Sūtra of the Bodhisattva’s Past Practice by 失譯 (anonymous translator, 譯; appended to the Eastern-Jìn register)

About the work

A three-fascicle bodhisattva-jātaka anthology framed as a discourse to Ānanda on the perils of indolence and the model of the Bodhisattva’s diligence (vīrya) across his past lives. The opening sequence establishes the moral: “Indolence is the burden of all conduct: in the householder, indolence means clothing and food fail and one’s livelihood collapses; in the renunciant, indolence means one cannot escape saṃsāra…”; the body of the work follows with a series of jātaka episodes illustrating the bodhisattva’s excellence in vīrya and the other perfections.

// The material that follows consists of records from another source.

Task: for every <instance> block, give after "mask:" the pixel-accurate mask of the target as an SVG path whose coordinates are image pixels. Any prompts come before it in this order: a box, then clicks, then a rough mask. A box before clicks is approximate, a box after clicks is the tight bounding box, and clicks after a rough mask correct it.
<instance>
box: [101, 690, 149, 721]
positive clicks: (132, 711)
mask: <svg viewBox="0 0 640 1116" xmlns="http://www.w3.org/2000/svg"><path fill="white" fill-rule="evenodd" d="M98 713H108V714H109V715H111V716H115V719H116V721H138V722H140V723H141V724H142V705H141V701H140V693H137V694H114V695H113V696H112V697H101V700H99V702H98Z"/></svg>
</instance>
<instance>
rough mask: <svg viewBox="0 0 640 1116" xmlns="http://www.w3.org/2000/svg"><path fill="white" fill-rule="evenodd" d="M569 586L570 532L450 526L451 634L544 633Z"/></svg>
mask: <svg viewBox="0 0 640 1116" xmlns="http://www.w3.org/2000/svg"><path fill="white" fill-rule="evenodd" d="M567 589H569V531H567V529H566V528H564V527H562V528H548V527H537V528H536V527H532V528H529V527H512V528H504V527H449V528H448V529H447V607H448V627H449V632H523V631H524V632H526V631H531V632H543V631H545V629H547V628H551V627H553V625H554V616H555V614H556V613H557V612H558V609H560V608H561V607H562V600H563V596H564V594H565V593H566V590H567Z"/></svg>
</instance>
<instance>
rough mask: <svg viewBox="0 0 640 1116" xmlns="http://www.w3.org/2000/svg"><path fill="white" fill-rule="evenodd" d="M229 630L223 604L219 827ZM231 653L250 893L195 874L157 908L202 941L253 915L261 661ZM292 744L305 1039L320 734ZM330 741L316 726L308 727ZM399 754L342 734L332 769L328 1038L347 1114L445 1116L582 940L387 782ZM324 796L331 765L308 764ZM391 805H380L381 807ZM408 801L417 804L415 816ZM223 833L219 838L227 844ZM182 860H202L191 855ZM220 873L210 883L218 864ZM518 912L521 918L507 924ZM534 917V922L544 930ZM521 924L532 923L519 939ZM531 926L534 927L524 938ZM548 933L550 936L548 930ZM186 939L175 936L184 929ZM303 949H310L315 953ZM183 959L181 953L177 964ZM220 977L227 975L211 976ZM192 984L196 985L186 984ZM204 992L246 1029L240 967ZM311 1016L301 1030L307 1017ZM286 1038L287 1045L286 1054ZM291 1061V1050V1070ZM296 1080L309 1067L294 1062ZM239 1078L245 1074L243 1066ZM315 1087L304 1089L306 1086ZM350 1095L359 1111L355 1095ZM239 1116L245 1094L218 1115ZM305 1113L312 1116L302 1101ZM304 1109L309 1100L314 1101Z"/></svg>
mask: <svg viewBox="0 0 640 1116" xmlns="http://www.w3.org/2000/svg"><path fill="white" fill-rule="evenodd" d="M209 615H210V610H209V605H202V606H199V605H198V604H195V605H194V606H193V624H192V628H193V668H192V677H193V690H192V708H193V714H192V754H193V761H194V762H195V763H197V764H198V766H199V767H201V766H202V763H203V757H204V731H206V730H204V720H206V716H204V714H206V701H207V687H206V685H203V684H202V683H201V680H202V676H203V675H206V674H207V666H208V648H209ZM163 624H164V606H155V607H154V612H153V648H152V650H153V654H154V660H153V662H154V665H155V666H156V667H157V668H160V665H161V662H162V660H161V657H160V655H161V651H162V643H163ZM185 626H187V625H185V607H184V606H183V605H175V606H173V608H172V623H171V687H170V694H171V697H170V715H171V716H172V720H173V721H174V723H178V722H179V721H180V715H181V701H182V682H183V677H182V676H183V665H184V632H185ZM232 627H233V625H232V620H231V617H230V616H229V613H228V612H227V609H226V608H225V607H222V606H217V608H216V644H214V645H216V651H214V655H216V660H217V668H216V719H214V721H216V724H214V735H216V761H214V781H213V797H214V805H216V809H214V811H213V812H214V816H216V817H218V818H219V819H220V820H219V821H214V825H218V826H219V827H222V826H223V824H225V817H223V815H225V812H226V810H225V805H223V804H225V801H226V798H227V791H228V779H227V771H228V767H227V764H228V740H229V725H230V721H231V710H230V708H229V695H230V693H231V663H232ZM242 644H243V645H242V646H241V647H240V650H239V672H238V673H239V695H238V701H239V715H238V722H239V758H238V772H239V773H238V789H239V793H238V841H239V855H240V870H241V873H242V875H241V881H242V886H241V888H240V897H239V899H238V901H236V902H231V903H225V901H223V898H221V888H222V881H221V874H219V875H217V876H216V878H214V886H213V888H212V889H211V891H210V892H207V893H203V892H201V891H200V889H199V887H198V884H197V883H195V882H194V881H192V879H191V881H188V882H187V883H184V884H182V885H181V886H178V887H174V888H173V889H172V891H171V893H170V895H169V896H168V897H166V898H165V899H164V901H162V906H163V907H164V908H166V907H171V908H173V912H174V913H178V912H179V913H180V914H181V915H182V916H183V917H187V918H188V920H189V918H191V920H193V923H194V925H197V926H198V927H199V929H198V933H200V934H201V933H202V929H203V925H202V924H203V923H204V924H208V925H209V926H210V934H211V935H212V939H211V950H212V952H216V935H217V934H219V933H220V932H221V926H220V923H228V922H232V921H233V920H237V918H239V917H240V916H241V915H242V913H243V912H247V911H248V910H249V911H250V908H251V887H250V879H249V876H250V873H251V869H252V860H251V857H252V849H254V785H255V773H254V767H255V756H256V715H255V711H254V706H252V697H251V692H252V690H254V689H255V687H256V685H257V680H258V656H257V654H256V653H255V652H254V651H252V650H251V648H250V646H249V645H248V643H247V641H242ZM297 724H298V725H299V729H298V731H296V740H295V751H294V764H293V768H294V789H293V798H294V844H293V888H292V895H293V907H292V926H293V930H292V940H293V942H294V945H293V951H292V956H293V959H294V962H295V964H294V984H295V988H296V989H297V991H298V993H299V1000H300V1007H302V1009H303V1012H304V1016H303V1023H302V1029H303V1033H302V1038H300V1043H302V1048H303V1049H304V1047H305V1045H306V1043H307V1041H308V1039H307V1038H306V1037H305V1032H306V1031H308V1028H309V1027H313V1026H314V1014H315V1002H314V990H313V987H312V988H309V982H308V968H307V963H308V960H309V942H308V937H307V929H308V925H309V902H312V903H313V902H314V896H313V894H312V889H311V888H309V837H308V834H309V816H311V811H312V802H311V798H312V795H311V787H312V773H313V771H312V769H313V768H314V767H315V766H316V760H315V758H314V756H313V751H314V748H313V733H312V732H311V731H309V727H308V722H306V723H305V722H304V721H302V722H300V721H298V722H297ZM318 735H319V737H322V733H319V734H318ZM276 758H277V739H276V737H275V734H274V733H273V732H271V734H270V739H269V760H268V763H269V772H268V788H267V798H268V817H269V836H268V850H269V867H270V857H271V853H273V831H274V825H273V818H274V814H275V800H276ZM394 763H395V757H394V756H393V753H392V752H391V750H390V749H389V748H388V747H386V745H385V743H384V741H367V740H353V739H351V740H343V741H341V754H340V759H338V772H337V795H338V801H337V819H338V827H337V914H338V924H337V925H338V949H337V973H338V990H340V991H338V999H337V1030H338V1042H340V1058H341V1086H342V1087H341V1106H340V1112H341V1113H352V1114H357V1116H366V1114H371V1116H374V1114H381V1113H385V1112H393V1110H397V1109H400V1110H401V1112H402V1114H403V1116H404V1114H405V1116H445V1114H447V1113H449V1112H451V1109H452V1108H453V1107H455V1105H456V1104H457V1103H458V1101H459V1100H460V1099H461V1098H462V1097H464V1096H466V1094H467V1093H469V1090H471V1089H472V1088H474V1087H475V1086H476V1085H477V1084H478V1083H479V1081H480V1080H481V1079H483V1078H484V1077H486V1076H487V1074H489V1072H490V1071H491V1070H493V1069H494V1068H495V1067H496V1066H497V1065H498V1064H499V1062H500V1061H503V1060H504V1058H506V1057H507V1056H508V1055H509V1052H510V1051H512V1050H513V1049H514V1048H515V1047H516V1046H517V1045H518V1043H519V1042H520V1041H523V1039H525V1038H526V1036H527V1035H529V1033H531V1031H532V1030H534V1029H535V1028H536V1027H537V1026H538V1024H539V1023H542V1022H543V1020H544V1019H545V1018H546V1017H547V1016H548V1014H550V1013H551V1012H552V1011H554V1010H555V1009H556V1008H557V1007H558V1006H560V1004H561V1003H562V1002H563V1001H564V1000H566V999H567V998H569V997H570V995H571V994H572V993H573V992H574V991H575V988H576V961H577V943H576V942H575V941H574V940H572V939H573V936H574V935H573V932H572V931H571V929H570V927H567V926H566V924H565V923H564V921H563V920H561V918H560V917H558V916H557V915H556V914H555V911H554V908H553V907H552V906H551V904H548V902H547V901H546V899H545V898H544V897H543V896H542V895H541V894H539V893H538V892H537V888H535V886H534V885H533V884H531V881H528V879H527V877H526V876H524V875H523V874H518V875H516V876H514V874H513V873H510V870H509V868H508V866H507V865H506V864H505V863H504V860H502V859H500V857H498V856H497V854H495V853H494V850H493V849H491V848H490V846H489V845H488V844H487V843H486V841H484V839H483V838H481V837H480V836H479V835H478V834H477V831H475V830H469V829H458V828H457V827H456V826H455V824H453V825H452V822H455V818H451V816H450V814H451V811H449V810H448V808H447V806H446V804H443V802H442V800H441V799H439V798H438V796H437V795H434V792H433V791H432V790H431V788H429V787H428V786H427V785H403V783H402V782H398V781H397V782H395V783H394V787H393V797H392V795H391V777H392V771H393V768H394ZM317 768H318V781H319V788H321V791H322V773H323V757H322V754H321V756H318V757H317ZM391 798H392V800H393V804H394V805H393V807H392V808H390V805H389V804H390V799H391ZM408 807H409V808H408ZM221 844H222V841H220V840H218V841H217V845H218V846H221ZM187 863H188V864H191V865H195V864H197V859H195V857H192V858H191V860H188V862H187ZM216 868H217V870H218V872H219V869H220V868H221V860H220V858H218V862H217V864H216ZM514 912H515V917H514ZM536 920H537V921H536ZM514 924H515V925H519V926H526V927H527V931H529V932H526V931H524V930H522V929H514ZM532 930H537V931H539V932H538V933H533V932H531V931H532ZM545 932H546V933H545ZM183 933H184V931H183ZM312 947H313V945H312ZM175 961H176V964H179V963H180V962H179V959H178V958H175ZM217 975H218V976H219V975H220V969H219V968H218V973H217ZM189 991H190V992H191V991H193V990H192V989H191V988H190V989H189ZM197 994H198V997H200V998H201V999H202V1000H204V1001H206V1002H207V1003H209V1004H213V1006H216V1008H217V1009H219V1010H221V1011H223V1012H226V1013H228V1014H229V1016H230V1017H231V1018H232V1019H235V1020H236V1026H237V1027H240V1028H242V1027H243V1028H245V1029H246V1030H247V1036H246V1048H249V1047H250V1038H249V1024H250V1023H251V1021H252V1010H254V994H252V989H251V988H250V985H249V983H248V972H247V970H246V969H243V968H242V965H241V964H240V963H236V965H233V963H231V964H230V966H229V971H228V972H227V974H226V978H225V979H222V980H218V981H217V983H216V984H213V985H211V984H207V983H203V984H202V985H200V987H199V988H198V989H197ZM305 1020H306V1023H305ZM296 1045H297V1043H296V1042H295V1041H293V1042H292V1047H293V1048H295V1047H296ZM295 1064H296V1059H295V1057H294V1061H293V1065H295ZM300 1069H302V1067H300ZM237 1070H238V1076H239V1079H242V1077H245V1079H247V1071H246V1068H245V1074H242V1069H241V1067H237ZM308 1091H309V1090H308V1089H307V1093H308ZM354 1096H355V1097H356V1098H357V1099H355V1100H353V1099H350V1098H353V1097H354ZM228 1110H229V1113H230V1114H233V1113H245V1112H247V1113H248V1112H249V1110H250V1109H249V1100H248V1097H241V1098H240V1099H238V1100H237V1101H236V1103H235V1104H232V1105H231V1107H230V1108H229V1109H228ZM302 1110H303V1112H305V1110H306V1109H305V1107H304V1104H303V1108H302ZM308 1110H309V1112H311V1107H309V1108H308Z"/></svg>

The translator’s name is lost; the catalog signature reads 「失譯人名今附東晉錄」 (“translator’s name lost; presently appended to the Eastern-Jìn register”). The Eastern-Jìn dating-bracket (317–420) is therefore a register-attribution rather than documented evidence.

Prefaces

The text bears no preface or postface in the source file; the only paratext is the canonical signature 「失譯人名今附東晉錄」.

Abstract

T155 is one of the more substantial of the anonymous bodhisattva-jātaka anthologies in the Taishō. Its register-attribution to the Eastern Jìn is by Fèi Chángfáng’s Lìdài sānbǎo jì 歷代三寶紀 (597), where it is listed under the lost-translator section of the Eastern-Jìn translations; modern scholarship (Mizuno; Storch) accepts the Eastern-Jìn dating as broadly plausible on linguistic grounds (vocabulary intermediate between Dharmarakṣa and Kumārajīva), but no narrower window can be defended without further documentary evidence. The work shares many narrative episodes with [[KR6b0001|Liùdù jí jīng (T152)]] and [[KR6b0003|Shēng jīng (T154)]] but the inter-textual relationships are complex; modern scholarship treats the three texts as drawing variously on a common pool of Indic jātaka material and on each other.

Translations and research

  • Mizuno Kōgen 水野弘元. Bukkyō no genten 仏教の原典. Tokyo: Daihōrin-kaku, 1990. (Discusses T155 in the early-Chinese jātaka corpus.)
  • Storch, Tanya. The History of Chinese Buddhist Bibliography: Censorship and Transformation of the Tripitaka. Amherst, NY: Cambria Press, 2014.
  • Hóbógirin 法寶義林. Various entries on individual jātaka-narratives in T155.